Avoiding Hyperhtreading using numactl
Hyper-threading consists of a single CPU core presenting as two separate CPUs which the OS and applications see as having completely separate state. It is possible to turn off hyper-threading system-wide, but here is how to do it on an application-by-application basis using the numactl utility.
CPU topology representation in Linux is described in these kernel
pages. There
is some useful information on how to interpret this also in this
article by
AWS
as well as on the use of the numactl
utility in this article by
nuralmagic.
The fundamental approach is straightforward:
-
Determine which logical CPUs share a core either by parsing
/sys/devices/system/cpu/cpu*/topology/thread_siblings_list
directory structure or by the usinglstopo
utility -
Run an application on subset of available CPUs using the
numactl
program with--physcpubind=
option to avoid the logical CPUs that share single physical core
Example test
Here are some example tests on a laptop CPU. The benchmark program is
simply the 7zip inbuilt bechmark which can be run with 7zz b
.
These tests are purely illustrative of the technique using numactl. It is essential to perform your own tests on your own target hardware and applications! The whole point of this article is that effect of hyperthreading is not easy to predict!
Topology of test machine
The test machine has an
i7-1260p
CPU with 4 hyper-threaded performance cores and 8 economy cores for a
total 16 threads. A graphical representation made with lstopo
is below:
The thread siblings on performance cores are neighbouring CPU numbers:
$ cat /sys/devices/system/cpu/cpu0/topology/thread_siblings_list
0-1
Summary of results
On this CPU hyper-threading slows down the 7zip benchmark by about 15%. If avoiding hyperthreading, using two performance cores gives double the performance. Economy cores do not support hyper-threading and using two cores gives about double the performance regardless of the combination of CPUs used.

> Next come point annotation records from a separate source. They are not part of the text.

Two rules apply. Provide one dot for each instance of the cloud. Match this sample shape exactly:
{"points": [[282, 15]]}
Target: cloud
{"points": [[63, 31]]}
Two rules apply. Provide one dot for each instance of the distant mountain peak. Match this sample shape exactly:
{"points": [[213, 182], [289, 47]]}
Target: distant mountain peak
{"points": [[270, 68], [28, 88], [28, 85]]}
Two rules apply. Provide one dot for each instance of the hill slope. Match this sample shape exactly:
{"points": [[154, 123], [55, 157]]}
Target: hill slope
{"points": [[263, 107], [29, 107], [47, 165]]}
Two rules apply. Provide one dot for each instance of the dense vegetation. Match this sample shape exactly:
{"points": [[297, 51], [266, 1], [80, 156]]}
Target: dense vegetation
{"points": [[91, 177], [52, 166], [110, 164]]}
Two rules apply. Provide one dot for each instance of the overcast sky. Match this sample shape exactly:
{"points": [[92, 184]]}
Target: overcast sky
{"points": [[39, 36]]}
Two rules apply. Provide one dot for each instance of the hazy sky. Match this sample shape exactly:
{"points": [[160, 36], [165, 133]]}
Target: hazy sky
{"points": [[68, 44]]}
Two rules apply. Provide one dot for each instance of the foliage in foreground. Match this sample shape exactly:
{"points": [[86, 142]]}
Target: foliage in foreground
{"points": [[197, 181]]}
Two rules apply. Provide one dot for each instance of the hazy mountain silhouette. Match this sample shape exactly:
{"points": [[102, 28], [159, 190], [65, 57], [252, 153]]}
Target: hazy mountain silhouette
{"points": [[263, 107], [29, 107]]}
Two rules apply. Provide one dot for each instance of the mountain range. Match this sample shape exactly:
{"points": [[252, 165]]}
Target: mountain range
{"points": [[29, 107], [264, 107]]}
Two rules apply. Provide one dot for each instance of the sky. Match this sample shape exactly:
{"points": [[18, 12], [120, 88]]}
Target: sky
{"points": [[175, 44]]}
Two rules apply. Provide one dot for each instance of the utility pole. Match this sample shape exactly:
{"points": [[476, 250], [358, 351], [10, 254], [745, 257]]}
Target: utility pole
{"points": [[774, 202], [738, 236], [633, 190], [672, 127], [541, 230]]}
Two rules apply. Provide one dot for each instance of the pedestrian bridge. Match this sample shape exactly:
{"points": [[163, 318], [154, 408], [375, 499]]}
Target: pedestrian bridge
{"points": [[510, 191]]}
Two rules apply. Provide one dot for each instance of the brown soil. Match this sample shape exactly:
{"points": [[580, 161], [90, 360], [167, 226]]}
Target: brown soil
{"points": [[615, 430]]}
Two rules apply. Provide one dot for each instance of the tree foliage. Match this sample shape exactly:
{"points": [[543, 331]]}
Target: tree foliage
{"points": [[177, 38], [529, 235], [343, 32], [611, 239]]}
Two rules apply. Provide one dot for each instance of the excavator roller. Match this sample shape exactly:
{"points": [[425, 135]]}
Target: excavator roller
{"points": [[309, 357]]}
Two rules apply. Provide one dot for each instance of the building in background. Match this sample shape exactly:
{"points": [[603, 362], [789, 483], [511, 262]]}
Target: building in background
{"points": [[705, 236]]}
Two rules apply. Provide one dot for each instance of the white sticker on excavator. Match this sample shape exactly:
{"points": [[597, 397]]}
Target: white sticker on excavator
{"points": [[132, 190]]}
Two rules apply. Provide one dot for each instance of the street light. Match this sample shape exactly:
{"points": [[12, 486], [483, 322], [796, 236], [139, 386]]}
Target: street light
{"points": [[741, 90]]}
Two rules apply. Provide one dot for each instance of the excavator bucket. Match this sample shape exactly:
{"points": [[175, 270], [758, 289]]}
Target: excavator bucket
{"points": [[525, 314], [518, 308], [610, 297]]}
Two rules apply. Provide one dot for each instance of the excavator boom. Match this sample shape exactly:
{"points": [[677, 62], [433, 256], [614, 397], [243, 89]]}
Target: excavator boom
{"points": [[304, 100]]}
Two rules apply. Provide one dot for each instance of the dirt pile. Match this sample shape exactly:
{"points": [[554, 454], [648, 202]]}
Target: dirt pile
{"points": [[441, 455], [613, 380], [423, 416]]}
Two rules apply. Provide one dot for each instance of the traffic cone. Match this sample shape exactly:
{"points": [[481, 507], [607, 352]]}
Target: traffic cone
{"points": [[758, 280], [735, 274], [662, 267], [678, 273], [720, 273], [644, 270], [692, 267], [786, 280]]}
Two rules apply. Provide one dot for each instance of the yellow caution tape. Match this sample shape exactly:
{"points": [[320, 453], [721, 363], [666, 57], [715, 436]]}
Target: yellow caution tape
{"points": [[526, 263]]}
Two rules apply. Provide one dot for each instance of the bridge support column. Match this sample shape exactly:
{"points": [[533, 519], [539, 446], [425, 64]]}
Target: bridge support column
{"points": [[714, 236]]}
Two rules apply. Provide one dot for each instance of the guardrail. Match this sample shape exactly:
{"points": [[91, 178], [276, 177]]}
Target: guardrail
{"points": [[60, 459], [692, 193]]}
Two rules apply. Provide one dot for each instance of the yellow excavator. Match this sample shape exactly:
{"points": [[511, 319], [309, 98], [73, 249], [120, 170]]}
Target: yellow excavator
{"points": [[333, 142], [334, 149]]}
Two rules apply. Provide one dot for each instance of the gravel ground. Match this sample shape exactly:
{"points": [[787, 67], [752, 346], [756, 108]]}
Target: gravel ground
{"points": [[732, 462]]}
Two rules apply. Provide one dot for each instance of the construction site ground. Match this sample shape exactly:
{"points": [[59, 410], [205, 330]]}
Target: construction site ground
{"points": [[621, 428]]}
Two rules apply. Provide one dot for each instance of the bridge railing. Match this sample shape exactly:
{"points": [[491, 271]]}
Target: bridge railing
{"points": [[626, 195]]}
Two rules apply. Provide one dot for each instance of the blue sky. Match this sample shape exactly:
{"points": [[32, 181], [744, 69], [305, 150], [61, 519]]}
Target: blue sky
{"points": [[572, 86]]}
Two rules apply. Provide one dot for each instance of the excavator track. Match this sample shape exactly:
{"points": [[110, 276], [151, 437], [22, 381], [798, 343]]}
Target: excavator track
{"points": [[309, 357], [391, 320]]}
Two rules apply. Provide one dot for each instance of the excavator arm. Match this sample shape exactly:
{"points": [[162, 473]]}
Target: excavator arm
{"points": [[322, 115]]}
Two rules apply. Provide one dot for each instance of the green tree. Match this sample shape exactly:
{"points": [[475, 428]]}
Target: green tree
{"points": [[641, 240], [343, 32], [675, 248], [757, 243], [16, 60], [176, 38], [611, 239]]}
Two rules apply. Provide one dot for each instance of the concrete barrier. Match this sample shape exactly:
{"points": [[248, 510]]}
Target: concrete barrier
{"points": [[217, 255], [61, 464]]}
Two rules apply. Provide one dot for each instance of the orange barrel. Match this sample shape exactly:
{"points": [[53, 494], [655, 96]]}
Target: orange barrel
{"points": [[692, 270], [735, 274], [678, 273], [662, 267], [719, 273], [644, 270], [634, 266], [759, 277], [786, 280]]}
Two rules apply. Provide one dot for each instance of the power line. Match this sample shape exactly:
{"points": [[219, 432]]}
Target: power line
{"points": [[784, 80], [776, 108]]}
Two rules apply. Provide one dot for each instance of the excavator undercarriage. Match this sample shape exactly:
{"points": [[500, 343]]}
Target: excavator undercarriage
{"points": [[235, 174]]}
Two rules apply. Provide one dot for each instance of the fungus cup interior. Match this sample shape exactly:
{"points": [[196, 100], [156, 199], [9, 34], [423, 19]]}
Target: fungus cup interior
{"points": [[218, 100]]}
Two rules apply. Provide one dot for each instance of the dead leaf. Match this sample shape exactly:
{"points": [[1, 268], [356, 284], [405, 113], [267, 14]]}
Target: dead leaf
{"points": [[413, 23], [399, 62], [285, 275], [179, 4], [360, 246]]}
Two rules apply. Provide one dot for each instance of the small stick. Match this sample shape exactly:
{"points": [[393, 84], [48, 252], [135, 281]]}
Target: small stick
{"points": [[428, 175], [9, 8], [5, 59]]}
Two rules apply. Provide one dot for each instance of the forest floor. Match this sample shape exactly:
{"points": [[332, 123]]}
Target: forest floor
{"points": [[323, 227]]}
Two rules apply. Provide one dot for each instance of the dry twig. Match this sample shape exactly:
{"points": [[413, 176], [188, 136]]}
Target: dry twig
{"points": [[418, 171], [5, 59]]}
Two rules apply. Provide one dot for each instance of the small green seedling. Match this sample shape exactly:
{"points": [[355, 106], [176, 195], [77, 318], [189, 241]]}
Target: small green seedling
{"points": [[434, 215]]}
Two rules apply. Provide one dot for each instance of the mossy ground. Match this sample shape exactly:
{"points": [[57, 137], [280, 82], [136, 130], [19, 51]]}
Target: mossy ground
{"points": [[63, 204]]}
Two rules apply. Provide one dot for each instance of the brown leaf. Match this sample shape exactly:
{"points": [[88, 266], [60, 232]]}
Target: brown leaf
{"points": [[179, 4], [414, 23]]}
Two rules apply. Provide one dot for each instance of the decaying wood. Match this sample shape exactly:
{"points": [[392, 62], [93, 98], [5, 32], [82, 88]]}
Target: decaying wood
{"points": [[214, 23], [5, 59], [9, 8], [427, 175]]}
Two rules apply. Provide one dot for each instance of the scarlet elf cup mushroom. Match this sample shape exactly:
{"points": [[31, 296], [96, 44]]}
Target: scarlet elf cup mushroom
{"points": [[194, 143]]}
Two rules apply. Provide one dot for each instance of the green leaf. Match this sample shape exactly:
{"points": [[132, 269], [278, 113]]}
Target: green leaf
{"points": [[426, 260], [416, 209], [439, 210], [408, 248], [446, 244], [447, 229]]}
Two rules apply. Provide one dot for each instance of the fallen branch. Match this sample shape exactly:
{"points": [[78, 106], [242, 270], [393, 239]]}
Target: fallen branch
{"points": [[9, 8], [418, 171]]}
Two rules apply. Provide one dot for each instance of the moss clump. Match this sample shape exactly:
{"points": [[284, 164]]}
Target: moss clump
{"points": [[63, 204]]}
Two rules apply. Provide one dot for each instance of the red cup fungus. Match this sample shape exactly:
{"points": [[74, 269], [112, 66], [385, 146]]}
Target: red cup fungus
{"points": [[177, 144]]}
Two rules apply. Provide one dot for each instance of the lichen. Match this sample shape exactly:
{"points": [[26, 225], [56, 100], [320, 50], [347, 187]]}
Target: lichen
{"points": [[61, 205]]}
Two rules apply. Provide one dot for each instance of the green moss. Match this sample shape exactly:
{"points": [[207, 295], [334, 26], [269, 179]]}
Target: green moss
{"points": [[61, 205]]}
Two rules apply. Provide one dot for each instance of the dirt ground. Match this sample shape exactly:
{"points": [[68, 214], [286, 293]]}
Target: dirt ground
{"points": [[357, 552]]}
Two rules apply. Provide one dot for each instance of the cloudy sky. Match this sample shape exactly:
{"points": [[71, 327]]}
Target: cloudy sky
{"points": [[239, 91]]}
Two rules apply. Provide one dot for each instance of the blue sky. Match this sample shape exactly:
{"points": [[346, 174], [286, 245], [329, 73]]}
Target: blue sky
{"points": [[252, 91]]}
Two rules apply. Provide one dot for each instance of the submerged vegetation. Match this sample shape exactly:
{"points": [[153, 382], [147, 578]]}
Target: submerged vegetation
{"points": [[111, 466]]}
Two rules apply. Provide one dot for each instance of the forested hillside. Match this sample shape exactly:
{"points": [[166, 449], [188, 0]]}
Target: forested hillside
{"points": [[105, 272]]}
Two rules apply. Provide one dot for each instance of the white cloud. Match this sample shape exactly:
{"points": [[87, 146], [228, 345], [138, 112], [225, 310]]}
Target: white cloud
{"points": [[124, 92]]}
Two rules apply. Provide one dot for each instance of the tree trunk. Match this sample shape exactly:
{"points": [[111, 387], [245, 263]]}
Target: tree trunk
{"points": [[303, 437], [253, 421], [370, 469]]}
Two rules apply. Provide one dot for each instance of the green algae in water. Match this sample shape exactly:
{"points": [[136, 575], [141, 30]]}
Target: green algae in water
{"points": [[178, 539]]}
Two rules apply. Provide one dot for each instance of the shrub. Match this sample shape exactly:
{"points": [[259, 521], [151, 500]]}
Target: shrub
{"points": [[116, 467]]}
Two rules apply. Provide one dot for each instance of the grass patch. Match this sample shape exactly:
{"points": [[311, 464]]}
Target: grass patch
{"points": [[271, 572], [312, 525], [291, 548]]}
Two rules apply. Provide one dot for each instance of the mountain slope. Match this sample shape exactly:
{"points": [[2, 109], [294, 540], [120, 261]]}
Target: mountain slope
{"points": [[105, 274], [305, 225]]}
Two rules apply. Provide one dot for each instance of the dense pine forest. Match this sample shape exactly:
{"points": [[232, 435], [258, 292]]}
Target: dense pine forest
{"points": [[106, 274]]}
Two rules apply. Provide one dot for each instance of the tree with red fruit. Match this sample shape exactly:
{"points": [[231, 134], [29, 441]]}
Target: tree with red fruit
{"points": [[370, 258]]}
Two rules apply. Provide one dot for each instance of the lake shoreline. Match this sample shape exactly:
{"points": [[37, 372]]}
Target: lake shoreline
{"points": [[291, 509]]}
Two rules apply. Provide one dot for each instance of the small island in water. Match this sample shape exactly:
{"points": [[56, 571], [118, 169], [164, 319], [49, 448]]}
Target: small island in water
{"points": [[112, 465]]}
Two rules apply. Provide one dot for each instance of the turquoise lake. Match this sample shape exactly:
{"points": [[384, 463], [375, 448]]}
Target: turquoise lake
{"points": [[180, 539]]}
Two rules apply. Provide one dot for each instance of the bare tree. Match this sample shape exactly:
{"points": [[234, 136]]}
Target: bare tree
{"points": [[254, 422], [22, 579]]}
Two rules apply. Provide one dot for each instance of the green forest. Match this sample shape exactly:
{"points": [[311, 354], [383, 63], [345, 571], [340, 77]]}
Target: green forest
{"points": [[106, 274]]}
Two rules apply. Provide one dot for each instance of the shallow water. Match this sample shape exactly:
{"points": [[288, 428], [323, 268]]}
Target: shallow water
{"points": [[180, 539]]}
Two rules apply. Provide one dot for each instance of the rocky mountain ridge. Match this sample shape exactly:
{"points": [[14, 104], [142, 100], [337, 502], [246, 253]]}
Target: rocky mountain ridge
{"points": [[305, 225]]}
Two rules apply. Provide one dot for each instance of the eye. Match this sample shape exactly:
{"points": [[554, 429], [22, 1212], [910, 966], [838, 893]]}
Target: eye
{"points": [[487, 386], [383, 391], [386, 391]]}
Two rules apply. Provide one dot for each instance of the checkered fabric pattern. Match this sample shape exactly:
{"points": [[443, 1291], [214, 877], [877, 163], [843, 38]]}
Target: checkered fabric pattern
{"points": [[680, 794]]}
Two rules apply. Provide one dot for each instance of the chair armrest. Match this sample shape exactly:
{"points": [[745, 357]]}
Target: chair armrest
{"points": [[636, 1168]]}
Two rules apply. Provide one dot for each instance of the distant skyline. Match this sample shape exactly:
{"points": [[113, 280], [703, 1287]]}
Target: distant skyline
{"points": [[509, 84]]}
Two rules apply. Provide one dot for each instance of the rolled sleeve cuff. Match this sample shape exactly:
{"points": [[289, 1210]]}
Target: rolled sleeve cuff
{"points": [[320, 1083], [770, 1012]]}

It is essential to do tests of your own applications on your own hardware as many factors will change the impact of hyperthreading!
Detailed results
Results on Performance Cores
Single “Performance” core benchmark
numactl --physcpubind=0 7zz b
7-Zip (z) 22.01 (x64) : Copyright (c) 1999-2022 Igor Pavlov : 2022-07-15
64-bit locale=en_GB.UTF-8 Threads:16
Compiler: 12.2.0 GCC 12.2.0
Linux : 6.6.56-1-longterm : #1 SMP PREEMPT_DYNAMIC Thu Oct 10 15:20:52 UTC 2024 (67435e5) : x86_64
PageSize:4KB THP:always hwcap:2 hwcap2:2
12th Gen Intel(R) Core(TM) i7-1260P (906A3)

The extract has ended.